Малампэн | страница 57
– Моя мать велела мне вернуть вам грамматику.
Он взял ее обратно. Почуял ли он правду? Теперь уж он, конечно, умер, но я не забыл своего проступка и этого унижения.
Я сгорбившись сидел в коляске. Ничто уже не могло измениться. Могу поклясться, что я ни на кого не сердился.
Я опять сидел в нашей коляске, но не отдавал себе отчета, что рядом со мной сидит брат, и мне было так безразлично все, что могло случиться сейчас, что сегодня я даже не способен сказать, была ли с нами моя сестра.
Эдме вышла замуж за колбасника в Ла-Рошели. Я видел ее дом однажды, когда ездил в ту сторону, чтобы рассечь спайки. Вывеска из голубоватого мрамора. Мой зять, которого я не видел, построил виллу в десяти километрах от города, возле Шателайона.
Он уже умер. Гильом утверждает, что Эдме в очень хороших отношениях со своим первым приказчиком, который давно был ее любовником. Они процветают. Эдме стала толстой и розовой. У нее есть дочь, которая учится на литературном факультете в Бордо. Они переписываются. Время от времени видятся. Гильом в курсе всего этого. Связи между ними не порваны, и они, так сказать, еще принадлежат к одному и тому же телу.
Сегодня утром моя мать растерялась, потому что я подошел к телефону и она не знала, что же сказать. И она инстинктивно придумала:
– Я скоро позвоню Жанне...
Жанне, которая никогда не была в Арси и которую я выбрал по каталогу!
Гильом также утверждал:
– Ты был очень рад, что уехал из дома! Потому что, как они говорят, это позволило мне получить образование, а Гильом был вынужден зарабатывать на жизнь уже в шестнадцать лет.

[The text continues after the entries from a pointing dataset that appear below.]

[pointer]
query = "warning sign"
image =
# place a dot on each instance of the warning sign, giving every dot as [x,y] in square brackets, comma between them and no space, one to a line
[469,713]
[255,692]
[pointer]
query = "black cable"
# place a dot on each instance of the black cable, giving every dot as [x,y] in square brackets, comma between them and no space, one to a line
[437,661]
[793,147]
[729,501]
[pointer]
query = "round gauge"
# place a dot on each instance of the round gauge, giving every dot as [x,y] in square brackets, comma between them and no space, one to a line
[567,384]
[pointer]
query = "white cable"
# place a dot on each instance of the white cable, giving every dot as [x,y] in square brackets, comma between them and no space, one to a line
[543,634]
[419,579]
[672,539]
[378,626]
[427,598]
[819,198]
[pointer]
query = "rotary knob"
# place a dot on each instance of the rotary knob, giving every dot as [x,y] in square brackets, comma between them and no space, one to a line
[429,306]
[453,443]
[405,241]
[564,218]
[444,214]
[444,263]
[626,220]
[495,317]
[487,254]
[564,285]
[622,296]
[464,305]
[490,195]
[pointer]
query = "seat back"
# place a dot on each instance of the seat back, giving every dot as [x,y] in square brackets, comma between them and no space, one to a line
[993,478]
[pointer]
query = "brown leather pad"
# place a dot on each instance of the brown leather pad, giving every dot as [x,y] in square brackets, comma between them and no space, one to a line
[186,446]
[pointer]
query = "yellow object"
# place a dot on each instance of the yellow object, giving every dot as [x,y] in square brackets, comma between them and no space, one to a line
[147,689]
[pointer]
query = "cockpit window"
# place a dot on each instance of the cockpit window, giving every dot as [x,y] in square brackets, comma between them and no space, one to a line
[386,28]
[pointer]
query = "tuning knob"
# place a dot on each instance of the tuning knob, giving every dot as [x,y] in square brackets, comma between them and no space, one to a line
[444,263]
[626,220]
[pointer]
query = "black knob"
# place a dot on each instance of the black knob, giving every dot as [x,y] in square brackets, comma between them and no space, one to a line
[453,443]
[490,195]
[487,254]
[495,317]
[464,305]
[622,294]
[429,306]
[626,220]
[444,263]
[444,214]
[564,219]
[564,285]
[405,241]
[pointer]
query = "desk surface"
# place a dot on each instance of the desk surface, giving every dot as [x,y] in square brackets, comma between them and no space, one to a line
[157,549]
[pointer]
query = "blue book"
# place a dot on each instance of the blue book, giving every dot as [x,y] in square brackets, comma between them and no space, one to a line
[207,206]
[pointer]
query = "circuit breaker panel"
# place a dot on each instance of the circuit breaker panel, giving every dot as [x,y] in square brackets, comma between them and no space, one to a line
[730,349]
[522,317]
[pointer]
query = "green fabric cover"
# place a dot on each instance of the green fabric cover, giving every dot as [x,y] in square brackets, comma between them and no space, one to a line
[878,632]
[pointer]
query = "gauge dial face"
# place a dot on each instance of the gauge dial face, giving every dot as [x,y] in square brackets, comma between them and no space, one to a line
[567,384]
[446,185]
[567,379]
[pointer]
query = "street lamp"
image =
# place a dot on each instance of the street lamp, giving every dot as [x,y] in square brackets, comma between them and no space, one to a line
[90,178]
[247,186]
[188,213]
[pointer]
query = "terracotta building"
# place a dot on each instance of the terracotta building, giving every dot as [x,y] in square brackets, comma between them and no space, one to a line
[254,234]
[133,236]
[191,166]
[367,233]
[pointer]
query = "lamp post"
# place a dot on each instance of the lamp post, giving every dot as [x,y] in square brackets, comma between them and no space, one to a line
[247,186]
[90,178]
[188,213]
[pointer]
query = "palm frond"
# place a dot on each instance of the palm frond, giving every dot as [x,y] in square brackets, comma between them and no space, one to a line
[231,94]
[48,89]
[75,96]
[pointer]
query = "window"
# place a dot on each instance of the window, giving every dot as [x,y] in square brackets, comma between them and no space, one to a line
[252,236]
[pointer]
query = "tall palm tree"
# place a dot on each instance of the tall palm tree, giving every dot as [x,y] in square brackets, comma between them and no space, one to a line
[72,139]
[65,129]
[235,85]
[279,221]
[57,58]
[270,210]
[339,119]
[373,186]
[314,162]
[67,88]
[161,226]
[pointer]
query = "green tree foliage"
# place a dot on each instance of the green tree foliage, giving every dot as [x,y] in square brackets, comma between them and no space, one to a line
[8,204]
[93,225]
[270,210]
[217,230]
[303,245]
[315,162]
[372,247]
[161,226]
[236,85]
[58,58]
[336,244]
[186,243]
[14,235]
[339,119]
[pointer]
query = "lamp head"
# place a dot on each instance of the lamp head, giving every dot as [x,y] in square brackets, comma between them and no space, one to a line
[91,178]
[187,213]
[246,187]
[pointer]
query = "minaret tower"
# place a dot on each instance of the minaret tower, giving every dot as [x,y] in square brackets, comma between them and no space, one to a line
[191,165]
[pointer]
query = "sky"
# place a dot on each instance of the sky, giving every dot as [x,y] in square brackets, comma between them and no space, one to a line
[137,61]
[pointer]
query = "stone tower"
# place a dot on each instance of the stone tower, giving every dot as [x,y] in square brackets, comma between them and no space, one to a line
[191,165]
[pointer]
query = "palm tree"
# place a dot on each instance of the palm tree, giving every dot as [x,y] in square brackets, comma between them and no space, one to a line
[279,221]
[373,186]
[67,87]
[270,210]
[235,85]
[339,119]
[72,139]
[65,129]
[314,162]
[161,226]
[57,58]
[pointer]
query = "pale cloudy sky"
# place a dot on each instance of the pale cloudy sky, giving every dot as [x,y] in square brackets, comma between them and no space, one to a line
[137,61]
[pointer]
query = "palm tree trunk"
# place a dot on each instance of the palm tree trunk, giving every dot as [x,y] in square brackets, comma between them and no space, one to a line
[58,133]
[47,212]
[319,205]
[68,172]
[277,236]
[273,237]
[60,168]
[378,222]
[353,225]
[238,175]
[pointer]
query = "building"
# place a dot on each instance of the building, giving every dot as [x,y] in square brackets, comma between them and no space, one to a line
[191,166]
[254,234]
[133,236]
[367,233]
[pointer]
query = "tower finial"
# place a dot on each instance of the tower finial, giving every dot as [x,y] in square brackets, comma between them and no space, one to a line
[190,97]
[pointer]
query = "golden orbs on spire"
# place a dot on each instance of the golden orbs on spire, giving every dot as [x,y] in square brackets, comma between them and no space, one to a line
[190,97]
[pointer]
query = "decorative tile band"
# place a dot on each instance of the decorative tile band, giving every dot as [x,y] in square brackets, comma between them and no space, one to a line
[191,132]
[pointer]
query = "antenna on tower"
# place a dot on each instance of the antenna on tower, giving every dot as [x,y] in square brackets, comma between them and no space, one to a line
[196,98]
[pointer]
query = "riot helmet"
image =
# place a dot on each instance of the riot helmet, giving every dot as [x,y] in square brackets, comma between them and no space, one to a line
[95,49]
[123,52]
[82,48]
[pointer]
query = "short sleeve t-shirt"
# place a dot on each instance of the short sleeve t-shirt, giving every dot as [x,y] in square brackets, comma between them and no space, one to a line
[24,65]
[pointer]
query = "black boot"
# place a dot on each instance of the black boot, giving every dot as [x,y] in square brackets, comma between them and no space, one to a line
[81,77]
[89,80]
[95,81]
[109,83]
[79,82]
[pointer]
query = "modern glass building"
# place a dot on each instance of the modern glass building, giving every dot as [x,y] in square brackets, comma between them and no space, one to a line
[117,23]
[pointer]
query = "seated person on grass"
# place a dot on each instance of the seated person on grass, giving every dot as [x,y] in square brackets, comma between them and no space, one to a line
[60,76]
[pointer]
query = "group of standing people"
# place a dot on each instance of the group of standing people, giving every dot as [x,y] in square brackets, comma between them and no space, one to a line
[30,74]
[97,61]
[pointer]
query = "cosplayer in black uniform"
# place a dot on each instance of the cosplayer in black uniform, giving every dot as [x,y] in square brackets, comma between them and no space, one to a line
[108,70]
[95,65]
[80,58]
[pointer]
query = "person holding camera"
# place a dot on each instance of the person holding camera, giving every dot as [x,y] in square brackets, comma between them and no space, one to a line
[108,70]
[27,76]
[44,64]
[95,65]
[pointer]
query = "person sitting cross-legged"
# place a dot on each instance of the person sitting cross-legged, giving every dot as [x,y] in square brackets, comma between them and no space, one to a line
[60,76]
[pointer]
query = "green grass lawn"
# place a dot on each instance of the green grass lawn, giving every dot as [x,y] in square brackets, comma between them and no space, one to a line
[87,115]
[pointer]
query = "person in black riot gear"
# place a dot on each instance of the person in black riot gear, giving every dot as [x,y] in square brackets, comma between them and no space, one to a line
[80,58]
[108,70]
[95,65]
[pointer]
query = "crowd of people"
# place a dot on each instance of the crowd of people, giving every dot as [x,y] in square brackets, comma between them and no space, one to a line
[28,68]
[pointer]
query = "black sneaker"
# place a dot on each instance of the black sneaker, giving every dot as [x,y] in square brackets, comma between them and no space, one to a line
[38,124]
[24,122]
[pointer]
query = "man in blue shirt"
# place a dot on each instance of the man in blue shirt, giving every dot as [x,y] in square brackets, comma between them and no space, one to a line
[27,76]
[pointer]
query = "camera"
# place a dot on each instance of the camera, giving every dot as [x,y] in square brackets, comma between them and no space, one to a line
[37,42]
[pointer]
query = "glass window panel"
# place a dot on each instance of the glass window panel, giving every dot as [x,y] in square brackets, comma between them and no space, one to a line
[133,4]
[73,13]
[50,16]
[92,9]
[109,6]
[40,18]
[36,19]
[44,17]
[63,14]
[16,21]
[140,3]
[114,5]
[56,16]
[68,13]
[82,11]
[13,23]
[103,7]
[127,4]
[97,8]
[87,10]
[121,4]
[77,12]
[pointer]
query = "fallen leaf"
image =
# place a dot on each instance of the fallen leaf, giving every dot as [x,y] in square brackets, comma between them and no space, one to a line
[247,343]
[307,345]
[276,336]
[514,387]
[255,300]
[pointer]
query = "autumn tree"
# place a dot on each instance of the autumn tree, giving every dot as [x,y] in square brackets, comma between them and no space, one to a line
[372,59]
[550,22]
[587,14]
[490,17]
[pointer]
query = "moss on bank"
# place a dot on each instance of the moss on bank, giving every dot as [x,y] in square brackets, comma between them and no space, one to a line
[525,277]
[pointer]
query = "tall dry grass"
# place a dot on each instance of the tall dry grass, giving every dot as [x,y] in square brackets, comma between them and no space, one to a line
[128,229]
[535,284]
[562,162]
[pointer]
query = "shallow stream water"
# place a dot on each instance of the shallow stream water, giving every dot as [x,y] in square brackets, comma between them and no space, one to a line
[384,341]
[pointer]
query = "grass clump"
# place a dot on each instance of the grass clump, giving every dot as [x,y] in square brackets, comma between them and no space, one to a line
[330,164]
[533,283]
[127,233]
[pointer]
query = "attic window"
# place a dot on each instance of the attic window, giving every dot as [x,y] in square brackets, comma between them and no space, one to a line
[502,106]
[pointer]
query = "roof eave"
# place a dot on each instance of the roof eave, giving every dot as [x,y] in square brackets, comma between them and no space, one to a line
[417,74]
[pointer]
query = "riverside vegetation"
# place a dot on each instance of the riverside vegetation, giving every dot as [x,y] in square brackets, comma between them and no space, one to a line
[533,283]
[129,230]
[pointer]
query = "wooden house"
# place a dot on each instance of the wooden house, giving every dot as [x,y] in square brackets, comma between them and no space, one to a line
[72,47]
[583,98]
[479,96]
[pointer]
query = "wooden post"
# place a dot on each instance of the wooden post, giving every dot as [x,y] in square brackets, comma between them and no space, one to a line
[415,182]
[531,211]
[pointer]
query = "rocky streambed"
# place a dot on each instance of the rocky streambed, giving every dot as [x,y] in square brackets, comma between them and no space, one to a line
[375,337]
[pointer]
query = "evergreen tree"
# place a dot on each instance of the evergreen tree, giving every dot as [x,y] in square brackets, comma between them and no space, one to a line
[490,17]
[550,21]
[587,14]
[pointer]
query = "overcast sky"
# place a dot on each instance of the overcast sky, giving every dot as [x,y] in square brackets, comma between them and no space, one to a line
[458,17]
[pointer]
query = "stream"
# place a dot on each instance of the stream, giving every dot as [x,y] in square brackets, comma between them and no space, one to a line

В ногах у меня стояла плетеная корзина с моими вещами, она колола мне икры. Может быть, сияло солнце, но я его не видел. Я не знал, почему появлялись деревни на фоне темной зелени лугов и болот... У изгородей по две вместе стояли лошади, положив головы друг другу на шею и глядя Бог знает на что... Люди, одетые в черное, женщины, быстро направлявшиеся в церковь, девушки и парни, смеявшиеся без причины... И так вдоль всей дороги, километр за километром; иногда возникала ферма вроде нашей, белая и одинокая, среди грязной зелени, с разбросанным вокруг навозом... В Сен-Жан-д'Анжели коляска остановилась перед кондитерской. Мать вышла. Она вернулась с большим пакетом пирожных. На девушке, которая ее обслужила и которую я видел со своего места, через витрину, был белый накрахмаленный передник, такой же передник, какие, должно быть, носила моя мать, когда была продавщицей в мелочной лавке.